Le cannabis altère la mémoire immédiate, la concentration, le rappel des souvenirs ou des mots et peut donc diminuer les capacités d'apprentissage. En l'état actuel des connaissances, la mémoire ne semble pas affectée au-delà du temps des effets du cannabis, c'est-à-dire quelques heures. Cette mini-amnésie est multipliée en cas de consommation associée avec de l'alcool.
L'usage de cannabis peut traduire un mal-être psychique - parfois insoupçonné - pouvant se transformer en paranoïa, crises d'angoisses, sentiment d'oppression. Il existe aussi quelques cas de psychose cannabique aiguë.
Au niveau neuro-psychiatrique, la substance peut diminuer l'attention, aggraver ou révéler des troubles psychiques comme n'importe quel psychotrope. Un syndrome amotivationnel (démotivation) peut apparaître, ainsi que : manque d'estime de soi, intempérance, dépression et tendances suicidaires. Il existe une corrélation entre l'usage prolongé du cannabis et la dépression chez certains patients mais il reste difficile de dire si le cannabis produit la dépression ou si la dépression favorise une consommation chronique... Différentes études, à la crédibilité variable, suggèrent des liens entre schizophrénie ou psychose et cannabis .
À long terme, les effets sur l'homme ont besoin d'être étudiés. On cite cependant des affections durables des voies respiratoires similaires au tabac : toux, cancer bronchique, bronchite chronique, emphysème (du fait d'inhalations profondes et prolongées). Par ailleurs, l'inhalation de la combustion de produits de coupe souvent présents dans le haschisch expose l'usager à des risques aussi aléatoires que néfastes. L'herbe a été exceptionnellement coupée à l'eau, au sable voire au verre pillé afin d'alourdir la masse et donc d'augmenter les prix.
Une faible dépendance physique existe mais elle n'est généralement pas perçue comme addictive, du fait du faible taux d'accoutumance. Des cas de dépendance psychologique ont été constatés, notamment lors d'une utilisation chronique mais il s'agit plutôt d'une dépendance par rapport au bien être produit, qui disparaît rapidement. Il faut cependant signaler qu'une dépendance physique au tabac, utilisé dans la confection du joint, se manifeste très souvent chez les fumeurs réguliers de cannabis. Cependant, un joint peut également être confectionné uniquement avec la substance.
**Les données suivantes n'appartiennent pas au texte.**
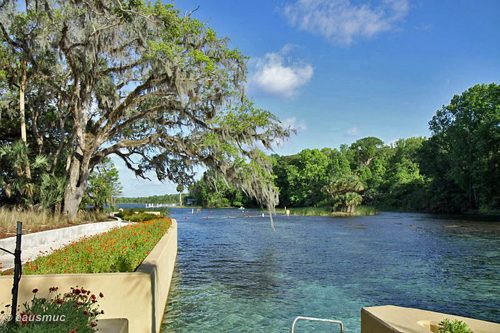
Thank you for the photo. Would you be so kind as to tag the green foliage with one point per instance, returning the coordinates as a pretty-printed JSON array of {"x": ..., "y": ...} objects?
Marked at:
[
  {"x": 140, "y": 80},
  {"x": 344, "y": 190},
  {"x": 457, "y": 326},
  {"x": 462, "y": 156},
  {"x": 118, "y": 250},
  {"x": 75, "y": 311},
  {"x": 213, "y": 192},
  {"x": 133, "y": 215},
  {"x": 154, "y": 199},
  {"x": 104, "y": 185}
]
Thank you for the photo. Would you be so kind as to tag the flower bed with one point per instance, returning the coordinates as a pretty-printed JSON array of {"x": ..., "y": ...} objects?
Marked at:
[
  {"x": 76, "y": 311},
  {"x": 139, "y": 215},
  {"x": 119, "y": 250}
]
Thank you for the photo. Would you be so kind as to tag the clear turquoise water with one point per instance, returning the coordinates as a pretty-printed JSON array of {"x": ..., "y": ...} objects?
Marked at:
[{"x": 237, "y": 275}]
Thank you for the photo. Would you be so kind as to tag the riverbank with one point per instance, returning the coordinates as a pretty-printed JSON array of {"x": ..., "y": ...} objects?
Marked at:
[
  {"x": 327, "y": 211},
  {"x": 42, "y": 220}
]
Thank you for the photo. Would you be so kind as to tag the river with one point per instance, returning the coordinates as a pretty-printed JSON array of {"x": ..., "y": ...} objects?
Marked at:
[{"x": 236, "y": 274}]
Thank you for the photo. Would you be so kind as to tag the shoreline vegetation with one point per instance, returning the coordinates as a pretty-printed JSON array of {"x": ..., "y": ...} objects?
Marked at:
[
  {"x": 43, "y": 219},
  {"x": 327, "y": 211}
]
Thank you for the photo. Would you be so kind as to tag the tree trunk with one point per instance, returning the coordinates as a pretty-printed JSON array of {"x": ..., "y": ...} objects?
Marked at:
[
  {"x": 22, "y": 117},
  {"x": 79, "y": 174}
]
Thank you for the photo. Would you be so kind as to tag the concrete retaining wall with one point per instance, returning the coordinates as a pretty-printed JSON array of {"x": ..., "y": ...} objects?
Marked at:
[
  {"x": 140, "y": 296},
  {"x": 390, "y": 319},
  {"x": 32, "y": 244}
]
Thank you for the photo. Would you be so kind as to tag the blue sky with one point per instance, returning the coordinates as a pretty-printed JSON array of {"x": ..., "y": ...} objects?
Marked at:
[{"x": 340, "y": 70}]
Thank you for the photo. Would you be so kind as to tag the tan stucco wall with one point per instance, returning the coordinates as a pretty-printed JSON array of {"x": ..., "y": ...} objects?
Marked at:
[
  {"x": 390, "y": 318},
  {"x": 140, "y": 296}
]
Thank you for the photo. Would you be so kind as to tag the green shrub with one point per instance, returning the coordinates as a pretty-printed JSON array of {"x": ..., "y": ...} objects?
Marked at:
[
  {"x": 457, "y": 326},
  {"x": 118, "y": 250}
]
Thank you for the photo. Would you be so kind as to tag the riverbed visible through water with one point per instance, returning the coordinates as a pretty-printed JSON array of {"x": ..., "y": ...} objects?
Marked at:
[{"x": 238, "y": 275}]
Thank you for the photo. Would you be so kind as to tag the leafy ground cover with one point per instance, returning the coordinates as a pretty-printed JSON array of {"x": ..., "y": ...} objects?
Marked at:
[
  {"x": 118, "y": 250},
  {"x": 75, "y": 311},
  {"x": 43, "y": 219},
  {"x": 140, "y": 215}
]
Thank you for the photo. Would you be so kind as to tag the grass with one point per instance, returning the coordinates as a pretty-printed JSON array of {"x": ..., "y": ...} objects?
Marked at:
[
  {"x": 34, "y": 221},
  {"x": 327, "y": 211}
]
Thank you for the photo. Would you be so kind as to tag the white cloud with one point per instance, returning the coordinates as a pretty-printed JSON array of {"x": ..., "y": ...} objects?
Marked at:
[
  {"x": 343, "y": 22},
  {"x": 353, "y": 131},
  {"x": 424, "y": 27},
  {"x": 279, "y": 76},
  {"x": 294, "y": 124}
]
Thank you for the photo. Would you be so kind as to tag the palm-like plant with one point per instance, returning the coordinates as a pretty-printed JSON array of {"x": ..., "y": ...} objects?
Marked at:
[{"x": 343, "y": 190}]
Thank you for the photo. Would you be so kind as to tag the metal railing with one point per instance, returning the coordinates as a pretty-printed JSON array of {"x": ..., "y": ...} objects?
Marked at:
[
  {"x": 17, "y": 270},
  {"x": 292, "y": 329}
]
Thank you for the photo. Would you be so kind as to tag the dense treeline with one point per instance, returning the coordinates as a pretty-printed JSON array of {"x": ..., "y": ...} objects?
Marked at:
[
  {"x": 455, "y": 170},
  {"x": 82, "y": 81}
]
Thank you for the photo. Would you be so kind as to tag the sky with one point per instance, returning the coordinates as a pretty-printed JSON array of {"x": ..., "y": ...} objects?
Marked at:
[{"x": 341, "y": 70}]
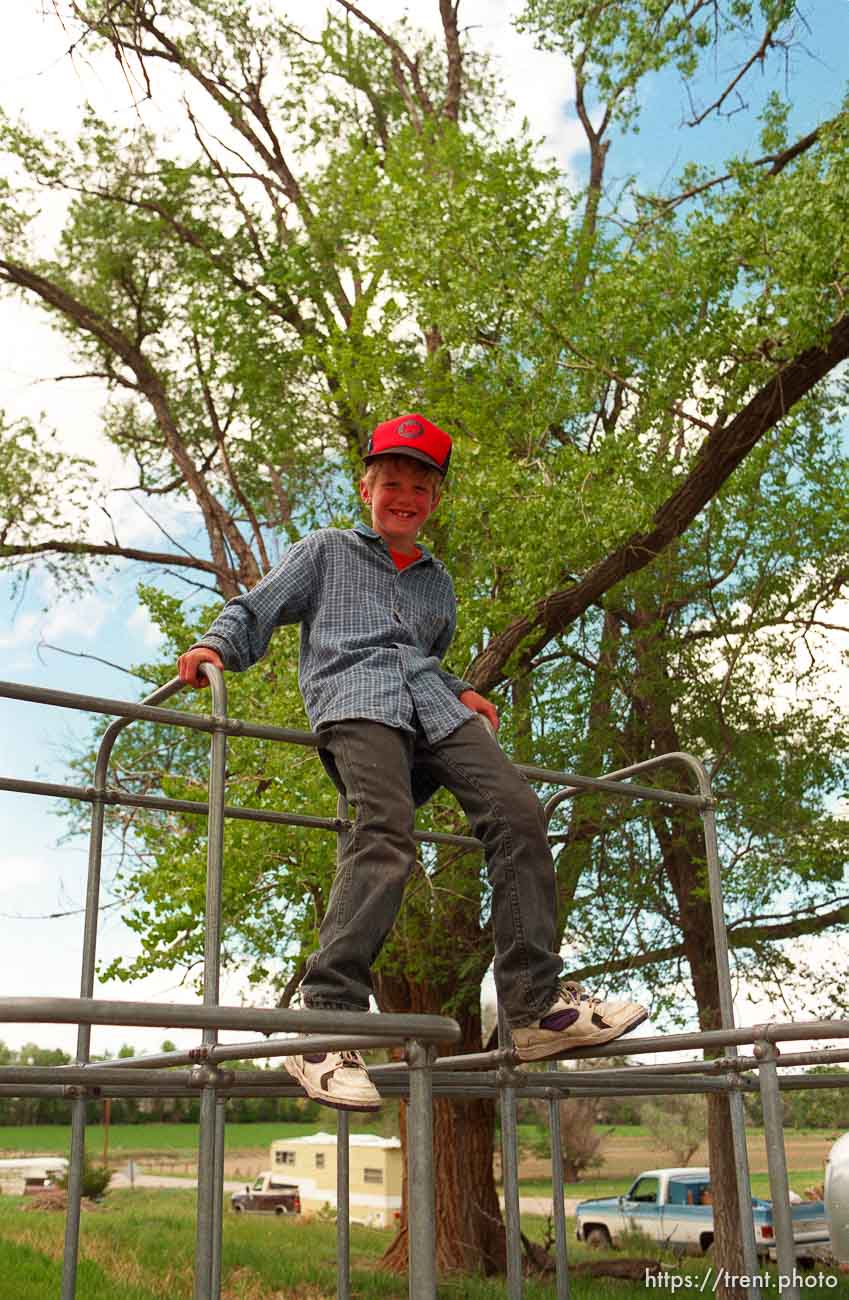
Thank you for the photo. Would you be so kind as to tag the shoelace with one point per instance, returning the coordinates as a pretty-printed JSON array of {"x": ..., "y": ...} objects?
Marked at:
[
  {"x": 576, "y": 992},
  {"x": 351, "y": 1060}
]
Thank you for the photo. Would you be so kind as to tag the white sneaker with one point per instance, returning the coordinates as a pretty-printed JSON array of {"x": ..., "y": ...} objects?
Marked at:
[
  {"x": 337, "y": 1079},
  {"x": 575, "y": 1019}
]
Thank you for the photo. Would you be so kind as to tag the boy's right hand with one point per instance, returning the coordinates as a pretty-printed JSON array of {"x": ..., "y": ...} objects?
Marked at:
[{"x": 189, "y": 663}]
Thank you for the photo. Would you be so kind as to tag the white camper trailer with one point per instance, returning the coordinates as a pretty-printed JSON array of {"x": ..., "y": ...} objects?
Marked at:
[
  {"x": 30, "y": 1173},
  {"x": 375, "y": 1174},
  {"x": 836, "y": 1197}
]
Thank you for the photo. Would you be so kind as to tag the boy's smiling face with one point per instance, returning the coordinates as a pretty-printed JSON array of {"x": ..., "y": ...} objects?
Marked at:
[{"x": 401, "y": 497}]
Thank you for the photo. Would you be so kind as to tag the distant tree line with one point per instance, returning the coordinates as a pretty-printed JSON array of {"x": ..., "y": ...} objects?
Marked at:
[{"x": 139, "y": 1110}]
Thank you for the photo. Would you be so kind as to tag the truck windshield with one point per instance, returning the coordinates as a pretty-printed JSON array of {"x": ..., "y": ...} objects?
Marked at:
[{"x": 645, "y": 1190}]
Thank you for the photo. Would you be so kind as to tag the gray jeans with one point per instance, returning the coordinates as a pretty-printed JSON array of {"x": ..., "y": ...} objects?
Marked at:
[{"x": 377, "y": 854}]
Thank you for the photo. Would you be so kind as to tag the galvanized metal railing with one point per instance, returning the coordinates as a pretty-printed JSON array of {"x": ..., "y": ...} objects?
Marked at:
[{"x": 420, "y": 1074}]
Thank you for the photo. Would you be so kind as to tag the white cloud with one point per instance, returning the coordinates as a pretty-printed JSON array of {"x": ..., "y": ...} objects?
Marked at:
[
  {"x": 82, "y": 618},
  {"x": 21, "y": 633},
  {"x": 143, "y": 629}
]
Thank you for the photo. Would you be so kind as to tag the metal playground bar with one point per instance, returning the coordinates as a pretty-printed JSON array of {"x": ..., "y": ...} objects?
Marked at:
[{"x": 202, "y": 1070}]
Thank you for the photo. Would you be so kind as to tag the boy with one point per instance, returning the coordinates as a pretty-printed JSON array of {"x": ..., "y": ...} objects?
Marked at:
[{"x": 377, "y": 615}]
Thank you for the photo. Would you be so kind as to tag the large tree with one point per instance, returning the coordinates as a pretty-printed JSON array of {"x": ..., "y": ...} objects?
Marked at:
[{"x": 341, "y": 233}]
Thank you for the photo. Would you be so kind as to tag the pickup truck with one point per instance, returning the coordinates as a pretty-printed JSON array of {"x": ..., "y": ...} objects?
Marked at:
[
  {"x": 674, "y": 1207},
  {"x": 268, "y": 1195}
]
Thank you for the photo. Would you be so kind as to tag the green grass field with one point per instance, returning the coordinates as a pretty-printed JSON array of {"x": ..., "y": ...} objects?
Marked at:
[
  {"x": 156, "y": 1139},
  {"x": 139, "y": 1246}
]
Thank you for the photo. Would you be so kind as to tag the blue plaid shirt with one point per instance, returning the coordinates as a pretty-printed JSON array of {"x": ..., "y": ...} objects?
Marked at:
[{"x": 372, "y": 637}]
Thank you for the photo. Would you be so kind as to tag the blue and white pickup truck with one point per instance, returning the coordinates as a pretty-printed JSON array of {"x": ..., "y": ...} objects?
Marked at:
[{"x": 674, "y": 1207}]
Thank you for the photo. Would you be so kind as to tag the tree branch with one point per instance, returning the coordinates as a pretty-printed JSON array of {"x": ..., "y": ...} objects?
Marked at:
[
  {"x": 720, "y": 454},
  {"x": 737, "y": 937}
]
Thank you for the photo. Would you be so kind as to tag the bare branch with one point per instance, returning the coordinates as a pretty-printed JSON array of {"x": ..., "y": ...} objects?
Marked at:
[
  {"x": 95, "y": 658},
  {"x": 757, "y": 57}
]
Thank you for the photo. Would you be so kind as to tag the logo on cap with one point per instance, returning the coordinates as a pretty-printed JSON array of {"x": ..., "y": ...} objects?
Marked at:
[{"x": 410, "y": 429}]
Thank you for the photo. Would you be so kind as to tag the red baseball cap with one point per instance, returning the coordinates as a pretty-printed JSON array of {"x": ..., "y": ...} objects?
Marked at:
[{"x": 411, "y": 436}]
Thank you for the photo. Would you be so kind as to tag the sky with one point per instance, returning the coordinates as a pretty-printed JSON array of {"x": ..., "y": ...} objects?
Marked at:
[{"x": 42, "y": 878}]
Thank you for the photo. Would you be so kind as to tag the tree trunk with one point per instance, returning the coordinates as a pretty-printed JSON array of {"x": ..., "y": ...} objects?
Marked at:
[{"x": 470, "y": 1234}]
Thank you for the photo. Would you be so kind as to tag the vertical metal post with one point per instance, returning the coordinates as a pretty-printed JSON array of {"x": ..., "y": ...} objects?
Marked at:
[
  {"x": 217, "y": 1208},
  {"x": 420, "y": 1195},
  {"x": 343, "y": 1205},
  {"x": 209, "y": 1222},
  {"x": 727, "y": 1019},
  {"x": 558, "y": 1192},
  {"x": 510, "y": 1166},
  {"x": 776, "y": 1165},
  {"x": 87, "y": 986}
]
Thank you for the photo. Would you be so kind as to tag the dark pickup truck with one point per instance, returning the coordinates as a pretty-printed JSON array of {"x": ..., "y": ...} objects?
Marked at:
[{"x": 267, "y": 1196}]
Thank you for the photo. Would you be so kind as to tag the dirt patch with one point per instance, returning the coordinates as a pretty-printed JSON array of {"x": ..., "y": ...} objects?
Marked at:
[{"x": 55, "y": 1199}]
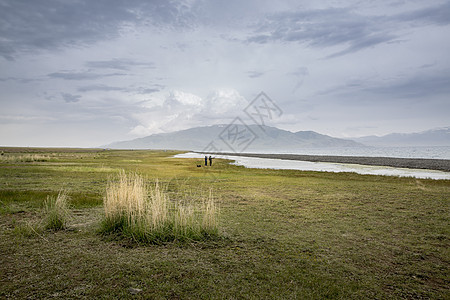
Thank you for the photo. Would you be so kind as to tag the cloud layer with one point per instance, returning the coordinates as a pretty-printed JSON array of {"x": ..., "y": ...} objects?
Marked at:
[{"x": 138, "y": 67}]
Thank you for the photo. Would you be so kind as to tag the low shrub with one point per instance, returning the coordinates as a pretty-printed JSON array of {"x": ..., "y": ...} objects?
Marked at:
[{"x": 56, "y": 212}]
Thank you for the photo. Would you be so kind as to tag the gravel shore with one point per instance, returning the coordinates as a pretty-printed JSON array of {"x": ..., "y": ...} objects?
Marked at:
[{"x": 411, "y": 163}]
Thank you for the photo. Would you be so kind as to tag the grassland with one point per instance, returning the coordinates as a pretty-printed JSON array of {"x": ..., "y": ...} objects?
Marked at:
[{"x": 285, "y": 234}]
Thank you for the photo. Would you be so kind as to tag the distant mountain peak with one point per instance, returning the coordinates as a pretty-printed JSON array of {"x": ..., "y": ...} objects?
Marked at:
[
  {"x": 433, "y": 137},
  {"x": 263, "y": 138}
]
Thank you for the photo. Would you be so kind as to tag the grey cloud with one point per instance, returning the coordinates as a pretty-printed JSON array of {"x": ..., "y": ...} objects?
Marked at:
[
  {"x": 81, "y": 75},
  {"x": 21, "y": 80},
  {"x": 28, "y": 26},
  {"x": 418, "y": 86},
  {"x": 148, "y": 91},
  {"x": 100, "y": 87},
  {"x": 343, "y": 27},
  {"x": 438, "y": 14},
  {"x": 119, "y": 64},
  {"x": 69, "y": 98},
  {"x": 255, "y": 74}
]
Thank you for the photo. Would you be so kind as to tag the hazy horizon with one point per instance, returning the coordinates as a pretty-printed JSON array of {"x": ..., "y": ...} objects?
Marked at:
[{"x": 83, "y": 74}]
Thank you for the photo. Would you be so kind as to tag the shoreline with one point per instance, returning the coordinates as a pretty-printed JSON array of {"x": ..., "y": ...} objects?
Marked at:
[{"x": 396, "y": 162}]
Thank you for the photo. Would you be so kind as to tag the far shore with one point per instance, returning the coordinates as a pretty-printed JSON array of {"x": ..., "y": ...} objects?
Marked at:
[{"x": 411, "y": 163}]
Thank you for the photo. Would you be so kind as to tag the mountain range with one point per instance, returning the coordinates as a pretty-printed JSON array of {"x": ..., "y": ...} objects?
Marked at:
[
  {"x": 433, "y": 137},
  {"x": 254, "y": 138},
  {"x": 235, "y": 138}
]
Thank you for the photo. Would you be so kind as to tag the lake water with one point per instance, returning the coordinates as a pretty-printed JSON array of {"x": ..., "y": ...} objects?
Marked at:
[
  {"x": 403, "y": 152},
  {"x": 266, "y": 163}
]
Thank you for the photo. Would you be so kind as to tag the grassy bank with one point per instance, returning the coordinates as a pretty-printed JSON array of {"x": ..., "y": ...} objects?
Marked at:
[{"x": 285, "y": 234}]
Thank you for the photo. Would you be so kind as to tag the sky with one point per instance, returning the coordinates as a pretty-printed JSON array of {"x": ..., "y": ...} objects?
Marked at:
[{"x": 83, "y": 73}]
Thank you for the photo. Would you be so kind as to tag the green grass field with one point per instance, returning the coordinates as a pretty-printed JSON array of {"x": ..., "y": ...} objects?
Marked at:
[{"x": 283, "y": 234}]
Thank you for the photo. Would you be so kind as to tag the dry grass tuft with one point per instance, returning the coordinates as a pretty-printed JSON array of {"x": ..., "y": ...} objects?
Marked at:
[
  {"x": 146, "y": 214},
  {"x": 57, "y": 211}
]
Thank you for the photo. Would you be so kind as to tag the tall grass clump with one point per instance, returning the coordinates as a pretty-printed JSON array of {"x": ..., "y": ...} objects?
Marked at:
[
  {"x": 145, "y": 213},
  {"x": 56, "y": 211}
]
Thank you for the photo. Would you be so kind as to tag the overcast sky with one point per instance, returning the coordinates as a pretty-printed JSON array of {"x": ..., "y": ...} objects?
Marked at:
[{"x": 86, "y": 73}]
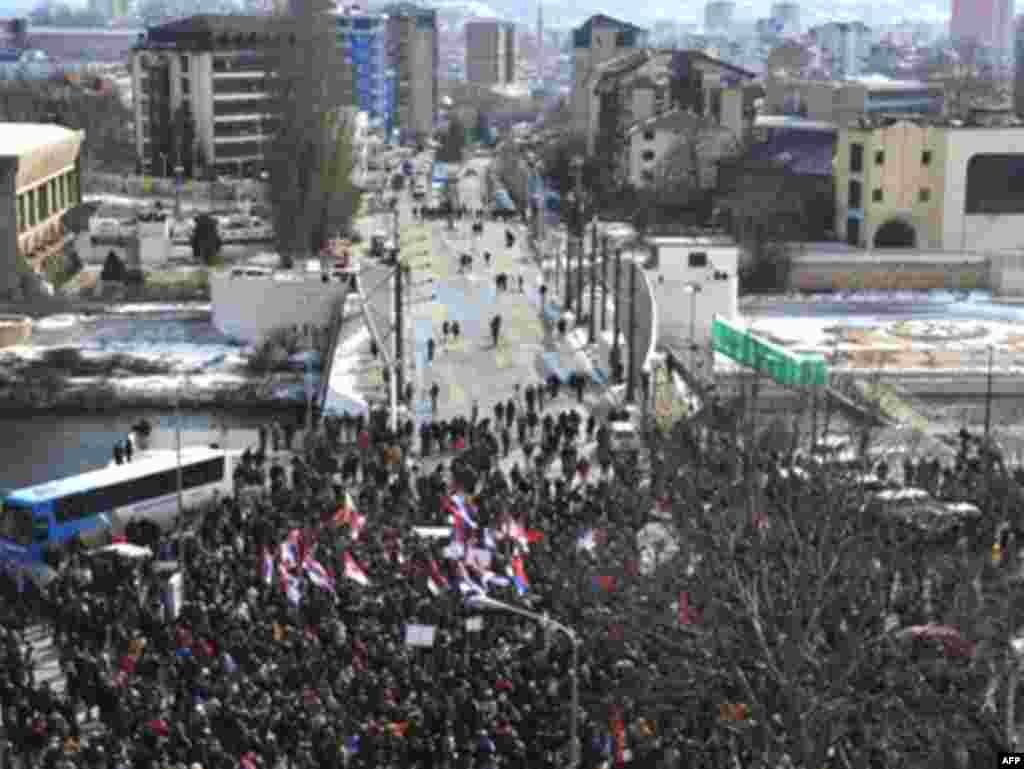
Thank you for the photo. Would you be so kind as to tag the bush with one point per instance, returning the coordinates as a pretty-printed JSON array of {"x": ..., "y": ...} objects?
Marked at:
[{"x": 114, "y": 268}]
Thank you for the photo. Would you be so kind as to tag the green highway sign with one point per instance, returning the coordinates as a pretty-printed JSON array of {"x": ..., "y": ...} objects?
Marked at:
[{"x": 783, "y": 367}]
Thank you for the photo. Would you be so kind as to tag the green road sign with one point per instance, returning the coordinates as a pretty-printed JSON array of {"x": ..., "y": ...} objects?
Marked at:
[{"x": 783, "y": 367}]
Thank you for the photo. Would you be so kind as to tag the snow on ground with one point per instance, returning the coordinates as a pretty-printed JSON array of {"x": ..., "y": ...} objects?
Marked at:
[
  {"x": 812, "y": 335},
  {"x": 143, "y": 308},
  {"x": 343, "y": 387}
]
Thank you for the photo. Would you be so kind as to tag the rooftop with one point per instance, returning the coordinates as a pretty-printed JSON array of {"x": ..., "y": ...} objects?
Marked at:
[{"x": 18, "y": 139}]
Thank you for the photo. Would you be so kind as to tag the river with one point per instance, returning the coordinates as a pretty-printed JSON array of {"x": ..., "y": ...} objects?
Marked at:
[{"x": 42, "y": 449}]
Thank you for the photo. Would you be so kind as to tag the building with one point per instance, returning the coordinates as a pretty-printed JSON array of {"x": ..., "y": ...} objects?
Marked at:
[
  {"x": 597, "y": 41},
  {"x": 786, "y": 16},
  {"x": 40, "y": 180},
  {"x": 719, "y": 16},
  {"x": 1019, "y": 65},
  {"x": 987, "y": 23},
  {"x": 363, "y": 38},
  {"x": 845, "y": 47},
  {"x": 413, "y": 40},
  {"x": 847, "y": 102},
  {"x": 638, "y": 86},
  {"x": 489, "y": 52},
  {"x": 200, "y": 95},
  {"x": 947, "y": 187}
]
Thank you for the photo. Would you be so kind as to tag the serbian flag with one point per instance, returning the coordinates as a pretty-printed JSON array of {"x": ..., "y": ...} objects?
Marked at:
[
  {"x": 353, "y": 570},
  {"x": 293, "y": 589},
  {"x": 343, "y": 514},
  {"x": 687, "y": 615},
  {"x": 519, "y": 574},
  {"x": 317, "y": 574},
  {"x": 513, "y": 529},
  {"x": 457, "y": 505},
  {"x": 436, "y": 582},
  {"x": 267, "y": 566}
]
Selon une étude d'une association de consommateurs, fumer trois joints équivaut à fumer un paquet de cigarettes. La fumée de cannabis contient sept fois plus de goudron et de monoxyde de carbone que la fumée du tabac seul. Cet essai est en contradiction avec d'autres travaux scientifiques qui estiment que « fumer du cannabis n'accroît pas le risque de cancer » ou que les risques cancérigènes sont à imputer à la présence de nicotine due au mélange avec du tabac. Alternativement à la combustion, l'usage d'un vaporisateur, en vente libre, délivre une vapeur de cannabinoïde pratiquement pure.
La consommation à l'aide d'une pipe à eau augmente très fortement l'inhalation de produits toxiques.